Los pandectistas al revisar el Digesto encontraron, v. gr., que al regular cada negocio jurídico se exigía que el agente sea persona capaz, advirtiendo que en vez de repetir la exigencia de la capacidad para cada negocio se puede esta­blecer una regla general, común para todos los negocios, que disponga que la capacidad es elemento esencial de todo negocio jurídico. De este modo es como se comienza a elaborar una teoría general sobre la capacidad, otra sobre el objeto sobre la forma, sobre las modalidades, sobre los vicios de la voluntad, sobre las nulidades, etc. Esta doctrina alemana pasó a Italia donde alcanzó un alto grado de desarrollo. De Italia pasó a Francia, pero en el idioma francés no hay una pa­labra que se derive del latín negotium, por lo que la doctrina francesa generalizó la expresión actejuridique para referirse a toda manifestación de voluntad con el fin de producir efectos jurídicos (significado del negocio jurídico de la doctrina alemana e italiana).
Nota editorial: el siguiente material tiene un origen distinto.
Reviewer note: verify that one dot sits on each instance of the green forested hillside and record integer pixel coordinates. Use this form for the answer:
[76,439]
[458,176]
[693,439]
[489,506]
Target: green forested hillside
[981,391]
En el idioma castellano los términos negociar y negocio de­rivan, del latín negotium-, sin embargo, España adoptó la denominación francesa de acto jurídico con la significación del negocio jurídico de la doctrina alemana e italiana. Todos los países latinoamericanos, con excepción del Brasil[7], también han adoptado la denominación de acto jurídico para referirse a los actos volunta­rios lícitos con fin inmediato de producir efectos jurídicos.

La teoría del negocio jurídico -dice Stolfi[8]– es de formación relativa­mente reciente; fue delineada por los iusnaturalistas alemanes del s. XVIII y recogida a continuación por los pandectistas. Los juristas italianos reelaboraron magistralmente la teoría, llevando su desarrollo a grados de profundidad y co­herencia notables. La teoría es el resultado de un detenido proceso de síntesis, abstracción y generalización que ha permitido sacar de diversos actos particula­res, por ejemplo, de los contratos, testamentos, ciertos elementos comunes esen­ciales y constantes a todos ellos y así surgió una teoría general del acto jurídico.

Para la doctrina alemana y un sector de la doctrina italiana, con las expre­siones actos jurídicos o actos de Derecho se designa al género de los actos eficaces sean estos lícitos o ilícitos. La categoría más importante de los actos jurídicos lí­citos está dada por los negociosjurídicos o simplemente declaraciones de voluntad. Entre acto jurídico y negocio jurídico existe, como hemos dicho, una relación de género a especie; todo negocio jurídico es un acto jurídico, pero no al contrario. El acto jurídico puede ser lícito o ilícito, en cambio, el negocio jurídico es el acto jurídico lícito. El negocio jurídico constituye solamente una especie de los actos voluntarios lícitos. Los actos jurídicos se dividen en dos grandes categorías:

1) actos jurídicos lícitos y,

2) actos jurídicos ilícitos.

A su vez los actos lícitos se subdividen en:

1) negociosjurídicos (o declaraciones de voluntad) y,

2) actos meramente lícitos o simples actos lícitos que no son negocios jurídicos.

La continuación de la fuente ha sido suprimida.